Aligning big marketing decisions to business strategy

Generating such a wealth of data and insights from multiple customer channels has prompted Kenyatte Nelson, chief brand officer, of fashion and homewares retailer N Brown, to analyse technology platforms and partners with greater precision. “We have a portfolio of brands with different customer bases with different needs. And there’s been a massive proliferation of media channels over the last decade. That poses some challenges for us because you need to be in more places. So as a result, there are parts of our marketing tech stack that we might look at and say we want to own this, we want to build it or buy it. And others we might say we want to ‘rent’ this or use a third party,” Nelson says.

He adds: “One of the most important things any marketing team can do is be clear about what makes the business different. Then ask, what do we want to ‘major’ and ‘minor’ on, whether that’s content creation, social media amplification, influencer communication, above the line, bringing digital teams in, which we’ve done at N Brown.”

Both Kurt Geiger and Gymshark have made important decisions around how they work with big social media platforms. Kurt Geiger boycotted Facebook for a month last year, while Gymshark is part of an Instagram advisory board. “It was a way of making a point.

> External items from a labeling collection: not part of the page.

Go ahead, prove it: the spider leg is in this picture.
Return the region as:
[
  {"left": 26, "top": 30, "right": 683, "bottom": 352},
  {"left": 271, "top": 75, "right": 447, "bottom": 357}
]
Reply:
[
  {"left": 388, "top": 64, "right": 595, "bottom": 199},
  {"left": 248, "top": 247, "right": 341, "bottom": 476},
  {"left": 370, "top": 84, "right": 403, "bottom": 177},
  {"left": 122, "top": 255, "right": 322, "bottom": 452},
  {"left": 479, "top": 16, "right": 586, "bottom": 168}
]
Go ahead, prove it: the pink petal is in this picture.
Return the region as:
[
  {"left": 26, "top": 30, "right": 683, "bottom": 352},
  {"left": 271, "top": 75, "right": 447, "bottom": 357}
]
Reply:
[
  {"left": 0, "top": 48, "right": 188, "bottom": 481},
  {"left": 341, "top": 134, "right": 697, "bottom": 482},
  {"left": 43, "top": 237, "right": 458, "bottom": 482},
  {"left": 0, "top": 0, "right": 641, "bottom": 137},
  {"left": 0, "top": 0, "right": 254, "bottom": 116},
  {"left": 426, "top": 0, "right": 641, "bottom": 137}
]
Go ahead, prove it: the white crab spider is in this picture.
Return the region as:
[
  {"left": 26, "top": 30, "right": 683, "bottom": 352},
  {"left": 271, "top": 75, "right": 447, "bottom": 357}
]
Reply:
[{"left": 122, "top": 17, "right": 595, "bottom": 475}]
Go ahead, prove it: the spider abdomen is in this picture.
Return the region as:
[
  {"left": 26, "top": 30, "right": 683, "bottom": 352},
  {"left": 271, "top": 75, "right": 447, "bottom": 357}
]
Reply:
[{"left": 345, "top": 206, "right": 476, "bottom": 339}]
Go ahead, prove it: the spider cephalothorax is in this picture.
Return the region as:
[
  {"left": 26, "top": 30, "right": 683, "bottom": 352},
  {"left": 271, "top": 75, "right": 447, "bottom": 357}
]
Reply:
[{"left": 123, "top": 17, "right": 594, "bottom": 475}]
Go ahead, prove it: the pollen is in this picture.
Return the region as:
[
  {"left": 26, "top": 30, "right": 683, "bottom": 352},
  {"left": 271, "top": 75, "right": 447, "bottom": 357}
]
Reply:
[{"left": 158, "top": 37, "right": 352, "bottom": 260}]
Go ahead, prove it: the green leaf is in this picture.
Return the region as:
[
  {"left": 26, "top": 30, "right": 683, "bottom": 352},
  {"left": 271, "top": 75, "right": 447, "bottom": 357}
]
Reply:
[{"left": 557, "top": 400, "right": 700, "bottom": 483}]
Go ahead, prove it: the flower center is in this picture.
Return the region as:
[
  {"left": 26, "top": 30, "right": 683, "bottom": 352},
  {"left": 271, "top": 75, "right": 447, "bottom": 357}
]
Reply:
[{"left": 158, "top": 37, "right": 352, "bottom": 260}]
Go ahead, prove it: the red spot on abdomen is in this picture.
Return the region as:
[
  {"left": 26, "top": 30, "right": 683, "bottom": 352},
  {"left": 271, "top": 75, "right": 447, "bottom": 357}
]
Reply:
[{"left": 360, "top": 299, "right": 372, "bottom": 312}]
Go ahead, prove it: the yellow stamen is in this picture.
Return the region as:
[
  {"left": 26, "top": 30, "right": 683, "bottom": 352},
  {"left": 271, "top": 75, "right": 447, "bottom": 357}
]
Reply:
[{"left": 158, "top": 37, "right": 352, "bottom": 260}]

We feel uncomfortable about certain data and privacy values, and whether it gives platforms to people we wouldn’t want to be aligned with as an organisation. So as the second biggest channel we spend money with on a week-to-week basis, to completely pull the plug on that was really brave,” says Rees-John. “It made us a lot sharper about how we use these platforms, and how we can go back in with a clean slate.”

Conversely, Gymshark’s strategy to get closer to platforms like Instagram is so it can share its best practice experiences directly, says Mack: “These platforms are so big even they don’t really know what they have on their hands sometimes and it’s hard for them to figure out best practices themselves.”

He adds: “We’ve been to Instagram’s Menlo Park headquarters, and got on first name terms with them, showing them that, because we have so much data from our audience, here’s the pressure that our community is putting on us. So what are you going to do? How are you going to help us answer these questions, so we’re always shining light on the dark corners of their platform?”

Ultimately, Nelson says, marketers must figure out how to make their own brand channels and propositions “really sticky,” so brands can become less reliant on big tech platforms for customer acquisition and take ownership of the whole customer life cycle.

To create this ‘stickiness’, Light-Wilkinson says, requires “doing the basics really well – convenience, price, quality and so on – but also treating the customer as an individual, with digital experiences, on-site and across all marketing touch points, that reflect their preferences and behaviours. Brands can only deliver these types of considered, 1-1 experiences by having a really good first-party dataset – and the right tools to leverage it.”